On a assisté à un phénomène où le plus important est la désignation du candidat par les sphères supérieures de la société et la présentation d’un programme économique minimum acceptable par le peuple. Très clairement, les milieux financiers et les élites avaient fait le choix d’Obama avant même qu’il soit élu et la surprise a été l’élimination du facteur « racisme », pourtant ancré structurellement et historiquement dans la société américaine.
Quelle démocratie peut se dessiner aux Etats-Unis ?
L’Amérique va retrouver un président intelligent, exceptionnel, capable d’affronter une situation de déroute économique. Gestionnaire d’un pays en décomposition, Obama peut soit « conserver l’empire » et continuer à vivre aux crochets du monde avec un gigantesque déficit commercial, ou, s’il est un grand président, commencer la longue marche vers le retour à l’équilibre des échanges extérieurs, la reconstruction de l’industrie... Je ne suis pas très optimiste : dans cette Amérique qui a perdu l’habitude d’affronter ses problèmes, les fondamentaux de l’économie sont catastrophiques.
Comment jugez-vous la volte-face des dirigeants et des gouvernements qui sont passés du tout libéral à l’interventionnisme d’état ?
Je ne crois pas à un « retour de l’Etat » providentiel.
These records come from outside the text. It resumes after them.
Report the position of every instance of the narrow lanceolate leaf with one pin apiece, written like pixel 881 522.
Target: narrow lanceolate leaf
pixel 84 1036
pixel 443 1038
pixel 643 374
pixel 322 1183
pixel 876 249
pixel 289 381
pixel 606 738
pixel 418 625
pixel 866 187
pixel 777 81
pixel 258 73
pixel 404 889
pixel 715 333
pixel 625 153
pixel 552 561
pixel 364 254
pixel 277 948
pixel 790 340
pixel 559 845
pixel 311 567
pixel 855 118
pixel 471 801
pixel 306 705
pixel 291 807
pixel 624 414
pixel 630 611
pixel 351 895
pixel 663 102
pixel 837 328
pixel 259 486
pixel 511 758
Le renflouement des banques est un nouveau pas dans la mise en question de la démocratie. En France, Nicolas Sarkozy n’est qu’un courtier dans cette affaire. Les banques ont pris les états en otages et nous avec ! Ce qui choque, c’est l’état au service des banques, des milliards injectés sans pour autant changer le système, des politiques qui s’autocongratulent, décrochés de la réalité. Je trouve les élites en panne de solutions égalitaires et progressistes et la société très amorphe.
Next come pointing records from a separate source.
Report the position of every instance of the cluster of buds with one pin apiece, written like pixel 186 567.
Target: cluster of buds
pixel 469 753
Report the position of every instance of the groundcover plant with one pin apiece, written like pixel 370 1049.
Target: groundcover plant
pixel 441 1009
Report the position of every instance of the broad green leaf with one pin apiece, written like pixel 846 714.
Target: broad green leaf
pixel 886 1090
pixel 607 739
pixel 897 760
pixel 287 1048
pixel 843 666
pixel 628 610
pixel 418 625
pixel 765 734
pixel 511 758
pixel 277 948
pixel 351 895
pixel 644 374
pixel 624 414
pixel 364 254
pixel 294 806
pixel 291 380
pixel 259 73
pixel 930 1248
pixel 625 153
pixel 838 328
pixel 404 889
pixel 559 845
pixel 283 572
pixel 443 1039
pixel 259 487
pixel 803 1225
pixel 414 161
Qu’est-ce qui, en France, indique pour vous un déclin de la démocratie ?
Je mets en perspective une longue évolution historique, une situation économique très complexe, l’évolution idéologique et religieuse depuis les années 60, la croyance catholique qui structurait le champ politique, la décomposition de ce dernier... et ce n’est pas réjouissant. J’essaie notamment d’expliquer comment Nicolas Sarkozy a surgi dans ce contexte et en quoi il est une clé d’entrée des problèmes de la société française.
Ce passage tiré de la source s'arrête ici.